Jackets with this kind of boho-beatnik feel rarely come in black. They’re more frequently seen in shades of olive or sand; in-keeping with the woolly lifestyle of the professionally lazy.

Now, I’m no fan of black in menswear right now. Worn too frequently as visual shorthand for artisanal or counter-cultural escapades, it has, in my view become tired. Straight cut black trousers (hemmed slightly too short) and black sweatshirts now appear mandatory in east London. While the athleisure cliche (leggings, shorts, baggy top half – often a CDG branded mac – and a pair of Kanye West’s piss-dreadful sneakers) simply suggests an individual for whom the idea of personal style is alien. All that said, this style of jacket, in black, still feels fresh.

It’s by Japan’s YSTRDY’S TMRRW and available over at Haven. Fabric-wise this is mainly simply polyester fleece, but it’s the details that elevate interest levels.
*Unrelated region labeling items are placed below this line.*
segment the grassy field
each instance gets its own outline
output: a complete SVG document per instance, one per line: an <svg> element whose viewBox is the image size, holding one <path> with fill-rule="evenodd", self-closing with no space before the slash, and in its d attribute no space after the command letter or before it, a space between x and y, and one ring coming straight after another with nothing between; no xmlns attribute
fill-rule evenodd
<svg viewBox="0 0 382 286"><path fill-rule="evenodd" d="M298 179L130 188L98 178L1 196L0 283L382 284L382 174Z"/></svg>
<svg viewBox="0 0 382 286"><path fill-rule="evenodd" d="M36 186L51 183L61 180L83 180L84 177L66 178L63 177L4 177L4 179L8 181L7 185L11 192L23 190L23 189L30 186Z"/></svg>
It’s collarless, boasts a pair of patch pockets and features poly satin trim and piped seams. There are also splits at the side seams with drawstring cinches.

In most respects it’s a garment that should be at home in a crystal healing tent, but it’s black. Black like an architect’s shower gel. Black like the charred heart of capitalistic greed. This is not the garment of a pilgrim. This is for the keynote speaker at the holistic healing seminar. The top yogi. The one that pockets the coins of his impressionable throng.